It's a proven fact that Mississauga residents enjoy being anywhere and aren't opposed to taking the 45-minute local bus route to Islington then subwaying to the core. At the same time, they are open to high school reunions (or even catch-up sessions with other Sauga folks) taking place within the immediate neighbourhood. Toronto locals are generally open to places within TTC boundaries, despite bearing massive hatred for the transit system itself. From observation, occupants of the Brampton and Hamilton area rarely venture outside of their hometown; the difference lies in that Hammertown is fully embraced and promoted by their inhabitants, even when far more superior hangout and dining options are located elsewhere.
But back to the residents: for the vast majority, few enjoy venturing past their zone of comfort. This area may sometimes impose east-west travel boundaries on Kennedy or Woodbine or even so little as a five-minute drive to the nearest plaza. In short, a great deal of persuasion is needed to convince such locals out of their humble abode and into the nearest suburb.
< Pictured above: Honey Green Tea, Papaya Smoothie, Honey Lemon Water, Cranberry Juice, Almond Milk Black Tea, and Green Tea Smoothie at happy hour karaoke >
With the exception of the few tables lining the mall-facing perimeter of the celebrity chef's second shopping centre outpost, the remainder of the interior was painfully dim. A medium-sized table had been prepared for us behind the bar and adjacent to one of the order-entering computers.
This should have inadvertently implied constant service right? Not at all.
In my desperate attempt to wave a different server over to address our urgent desire for sustenance, the received response was no more than a quick glance in our direction, a head turn of smugness, and a monotonous gust of "I'll get your server" while hurriedly retreating away from our line of vision. Please. Don't act like you're busy.
As if our request was lost in transit, our server appeared some time later to note down our orders. It wasn't a particularly professional method either, as the music was quite loud and many of us were forced to shout down the table to relay our requests. He did double-check our items once before departing, but most of the things he repeated were just mumbled phrases from my position at the other end of the table.
A prominent component of Jamie's Italian was wood, lacquered and unlacquered. From the walls to the open kitchen to utensils to furnishing, one could scarcely find something that didn't exhibit a timber-like appearance. At every table was an old-fashioned salt and pepper set and simple white cloth napkins embroidered with blue lettering. (The reason behind utilizing white napkins for a tomato sauce-heavy menu is beyond me, really.)
I had taken a quick glance at the cocktail section before harshly being harshly being reminded by reality that I would responsible for my own safe return. The group was provided a 1L jug of water instead.

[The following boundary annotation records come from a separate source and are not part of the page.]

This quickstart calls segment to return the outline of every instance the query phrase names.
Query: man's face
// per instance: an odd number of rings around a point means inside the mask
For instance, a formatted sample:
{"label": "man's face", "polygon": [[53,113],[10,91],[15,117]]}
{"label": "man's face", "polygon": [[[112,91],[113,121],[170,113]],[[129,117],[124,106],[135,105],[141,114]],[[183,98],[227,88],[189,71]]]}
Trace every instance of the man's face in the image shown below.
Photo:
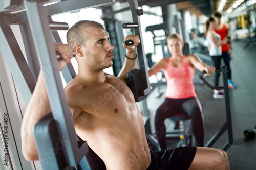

It is indisputable that the so-called Garlic Bread was made in-house, but at that point in time, I'm sure that the group would not have minded storebought baguette to satisfy carby cravings. The resulting appetizer was not reflective of the standard image of garlic bread, nor was it a pleasant surprise for those hankering for a properly crispy, buttery slice.
The Tomato Bruschetta, which I did not have the opportunity of tasting, was loaded with sun-dried tomato paste, wrinkly cherry tomatoes, basil, and ricotta. On a visual aspect, it was appealing; on a gustatory scale, however, its size definitely did not validate the $9.95 it was labelled for.
Any hopes for my Classic Superfood Salad was banished at this point in time, but I didn't think Jamie Oliver could re-invent salad to any point past my understanding. Frankly, I was wrong.
Thanks, but no thanks. I'll be taking my next $11.95 to a spot that doesn't cause both my stomach and wallet to sob with grief.
In my case, it was wholly a miss, but the same cannot be said for every diner.
I will most definitely not be returning nor recommending. The neighbouring Starbucks will be my go-to in the luxury expansion of Square One.